Kein Abend ist wie der andere beim PENG-Festival. Der zweite Abend legt mächtig los, in dem er expressive, tiefe, virtuose Wege in moderner, grenzüberschreitender Jazz-Diktion aufzeigt. Steuerndes Medium ist die Schlagzeugerin Eva Klesse in ihrem eigenen Quartett. Kraftvoll, einfühlsam und hautnah ist sie auf dem Drumset dran an den feinsten Regungen der Musik. Und die vereint so starke Stimmen wie den Pianisten Phil Frischkorn und einen sich ekstatisch verausgabenden Evgeny Ring am Tenorsax.
Aufgeweckte Musik von heute entsteht, wenn kreative Schnittstellen zusammengebracht werden - und daraus dann wieder Neues entsteht: Da erhebt sich die eindringliche Stimmenkunst von Hanna Schörken auf Konstantin Krahmers psychedelischen Syntheziser-Klangflächen – derweil ein unfassbar sprühend flexibler Schlagzeuger Bernd Oeszevim zum höchst intuitiven, gerne immer wieder aufrührerischen Dialogpartner wird.

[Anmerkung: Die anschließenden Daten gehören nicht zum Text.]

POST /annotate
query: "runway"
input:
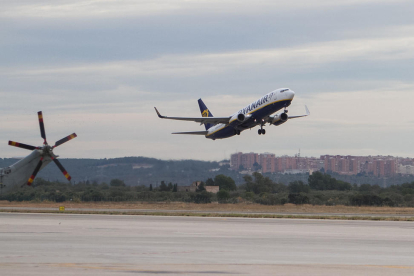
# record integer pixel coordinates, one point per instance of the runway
(51, 244)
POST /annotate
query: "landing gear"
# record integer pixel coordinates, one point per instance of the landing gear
(261, 130)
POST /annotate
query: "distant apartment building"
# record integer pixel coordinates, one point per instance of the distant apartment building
(380, 166)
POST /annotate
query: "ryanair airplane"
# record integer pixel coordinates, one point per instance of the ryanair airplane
(258, 113)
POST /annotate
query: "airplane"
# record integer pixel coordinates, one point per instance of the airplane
(258, 113)
(25, 170)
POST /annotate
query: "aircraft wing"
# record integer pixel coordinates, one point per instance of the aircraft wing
(193, 132)
(201, 120)
(299, 116)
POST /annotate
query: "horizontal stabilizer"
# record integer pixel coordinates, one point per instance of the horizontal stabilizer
(193, 132)
(299, 116)
(201, 120)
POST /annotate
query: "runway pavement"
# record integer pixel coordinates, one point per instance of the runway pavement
(63, 244)
(144, 211)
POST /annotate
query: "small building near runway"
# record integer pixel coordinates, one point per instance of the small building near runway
(194, 186)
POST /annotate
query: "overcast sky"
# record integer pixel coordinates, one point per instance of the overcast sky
(99, 67)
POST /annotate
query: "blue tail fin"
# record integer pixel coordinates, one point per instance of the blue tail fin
(205, 112)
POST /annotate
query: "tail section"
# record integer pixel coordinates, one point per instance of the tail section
(205, 112)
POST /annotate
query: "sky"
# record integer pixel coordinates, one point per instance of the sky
(99, 67)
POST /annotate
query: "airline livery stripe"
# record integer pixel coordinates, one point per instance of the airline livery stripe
(247, 113)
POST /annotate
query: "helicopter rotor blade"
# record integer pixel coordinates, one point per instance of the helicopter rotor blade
(64, 140)
(21, 145)
(42, 125)
(39, 165)
(62, 169)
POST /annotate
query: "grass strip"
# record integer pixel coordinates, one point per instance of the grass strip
(218, 215)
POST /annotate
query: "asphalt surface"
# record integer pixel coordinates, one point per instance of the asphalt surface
(63, 244)
(135, 211)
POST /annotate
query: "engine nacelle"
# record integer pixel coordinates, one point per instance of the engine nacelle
(239, 118)
(278, 119)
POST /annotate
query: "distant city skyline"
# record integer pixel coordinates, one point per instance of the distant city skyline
(380, 166)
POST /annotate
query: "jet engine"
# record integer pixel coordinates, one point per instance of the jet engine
(240, 118)
(278, 119)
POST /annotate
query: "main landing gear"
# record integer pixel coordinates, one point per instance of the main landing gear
(261, 130)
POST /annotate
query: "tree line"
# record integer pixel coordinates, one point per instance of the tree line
(322, 189)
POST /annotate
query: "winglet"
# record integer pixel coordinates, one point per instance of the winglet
(158, 113)
(307, 110)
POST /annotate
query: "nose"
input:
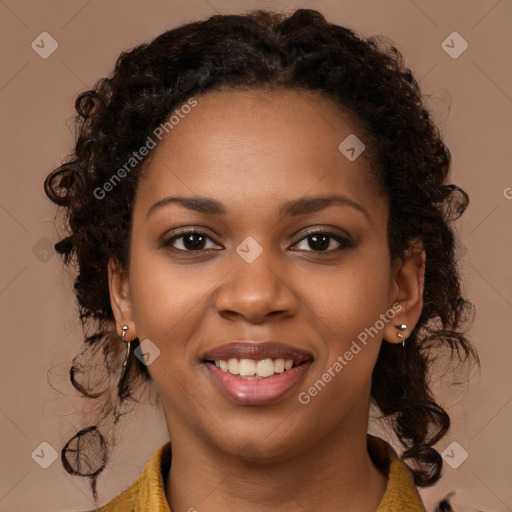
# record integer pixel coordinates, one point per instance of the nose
(257, 291)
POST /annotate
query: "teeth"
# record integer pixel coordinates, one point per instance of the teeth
(252, 368)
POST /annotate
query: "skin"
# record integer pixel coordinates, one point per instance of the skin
(254, 151)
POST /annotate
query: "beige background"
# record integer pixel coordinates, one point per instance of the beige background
(38, 325)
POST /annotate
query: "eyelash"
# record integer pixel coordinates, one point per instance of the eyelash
(345, 243)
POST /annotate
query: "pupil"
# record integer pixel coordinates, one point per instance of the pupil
(322, 239)
(192, 244)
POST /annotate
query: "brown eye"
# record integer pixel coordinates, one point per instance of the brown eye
(189, 241)
(322, 241)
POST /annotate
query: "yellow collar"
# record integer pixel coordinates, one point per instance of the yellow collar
(147, 493)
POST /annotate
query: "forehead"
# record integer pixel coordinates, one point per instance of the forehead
(247, 146)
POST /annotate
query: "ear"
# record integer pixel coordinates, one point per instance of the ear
(408, 284)
(120, 300)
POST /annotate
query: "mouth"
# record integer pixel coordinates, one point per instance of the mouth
(256, 373)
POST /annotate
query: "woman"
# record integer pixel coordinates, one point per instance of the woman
(258, 207)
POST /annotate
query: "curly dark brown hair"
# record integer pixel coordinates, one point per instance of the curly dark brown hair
(265, 50)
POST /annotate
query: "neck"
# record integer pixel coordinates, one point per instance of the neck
(334, 474)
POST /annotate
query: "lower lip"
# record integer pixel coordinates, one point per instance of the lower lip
(257, 391)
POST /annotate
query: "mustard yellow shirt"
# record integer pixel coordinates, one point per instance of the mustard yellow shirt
(147, 493)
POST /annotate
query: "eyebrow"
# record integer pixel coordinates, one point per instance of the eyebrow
(295, 207)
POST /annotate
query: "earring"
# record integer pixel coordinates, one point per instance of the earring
(401, 327)
(125, 328)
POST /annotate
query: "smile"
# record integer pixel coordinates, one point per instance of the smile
(256, 373)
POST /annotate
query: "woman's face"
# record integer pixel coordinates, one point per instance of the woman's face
(256, 272)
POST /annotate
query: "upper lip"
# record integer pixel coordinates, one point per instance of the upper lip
(256, 350)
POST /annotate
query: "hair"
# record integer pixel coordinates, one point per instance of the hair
(264, 50)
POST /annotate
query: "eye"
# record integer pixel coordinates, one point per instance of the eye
(189, 241)
(321, 241)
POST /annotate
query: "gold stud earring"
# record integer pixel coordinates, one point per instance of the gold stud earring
(401, 327)
(125, 328)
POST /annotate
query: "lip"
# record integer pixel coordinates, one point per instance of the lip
(256, 350)
(262, 391)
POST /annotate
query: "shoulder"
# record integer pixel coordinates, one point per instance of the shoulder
(401, 492)
(147, 493)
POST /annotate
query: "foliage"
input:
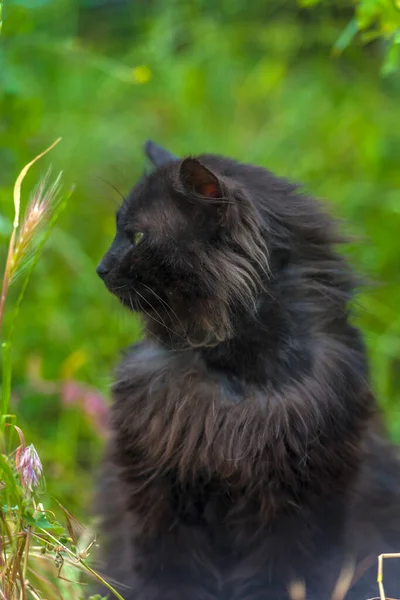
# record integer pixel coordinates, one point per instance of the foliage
(28, 532)
(255, 81)
(373, 20)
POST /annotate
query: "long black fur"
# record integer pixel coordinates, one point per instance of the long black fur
(246, 460)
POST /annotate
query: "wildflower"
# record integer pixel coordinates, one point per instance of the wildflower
(28, 466)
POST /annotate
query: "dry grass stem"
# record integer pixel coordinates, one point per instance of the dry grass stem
(19, 244)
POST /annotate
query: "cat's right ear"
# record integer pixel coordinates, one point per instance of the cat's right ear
(157, 155)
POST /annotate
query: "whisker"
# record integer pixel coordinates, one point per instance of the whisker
(167, 306)
(161, 322)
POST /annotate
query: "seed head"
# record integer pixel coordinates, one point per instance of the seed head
(28, 466)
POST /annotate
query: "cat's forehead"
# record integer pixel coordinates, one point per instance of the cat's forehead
(150, 205)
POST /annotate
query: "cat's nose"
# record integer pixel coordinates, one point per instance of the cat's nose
(102, 270)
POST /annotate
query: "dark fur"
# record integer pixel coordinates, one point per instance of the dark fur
(245, 454)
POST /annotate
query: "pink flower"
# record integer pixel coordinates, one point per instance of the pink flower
(28, 466)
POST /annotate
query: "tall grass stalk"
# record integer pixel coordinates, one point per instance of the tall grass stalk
(39, 557)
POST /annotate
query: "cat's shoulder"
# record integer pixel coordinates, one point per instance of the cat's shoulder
(147, 361)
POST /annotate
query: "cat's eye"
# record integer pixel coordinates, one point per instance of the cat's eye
(136, 238)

Die ECHO-Verleihung brachte der Saxofonisten Anna Lena Schnabel zwar viel Ehre, aber auch nicht viel mehr. Das wahre Kapital für beseeltes Musikmachen ist ein aufmerksames, dankbares Publikum, wie es in der Essener Maschinenhalle intuitiv spürbar ist. Und zum Schluss auch ein fruchtbarer Nährboden für die sprühende Entfaltung musikalischer Möglichkeiten in Anna Lena Schnabels aktuellem Quartett.
Die vielgefragte Saxofonistin bläst auf ihrem Horn, als würde es kein Morgen geben. Pianist Florian Weber produziert eine oft neutönerisch angehauchte rätselhafte Harmonik, übernimmt aber oft auch gerne die Führung, um auf weitgespannten Soli viel imaginäre Versenkung zu produzieren. Kurzum: Diese Konstellation deckte nahezu alle denkbaren Aggregatzustände ab, wie sie Musik herzustellen vermag. Der riesige Schlussapplaus galt schließlich nicht nur allen Bands und MusikerInnen, sondern ebenso dem Leitungsteam. Diese fünf Profimusikerinnen betreiben nicht nur gutes Networking, um für ein dramaturgisch plausibles Programms aus dem Vollen zu schöpfen, sondern sorgen auch dafür, dass es alle mitbekommen. Dass die Festivalmacherinnen auch selbst ihre Flyer verteilen – Ehrensache!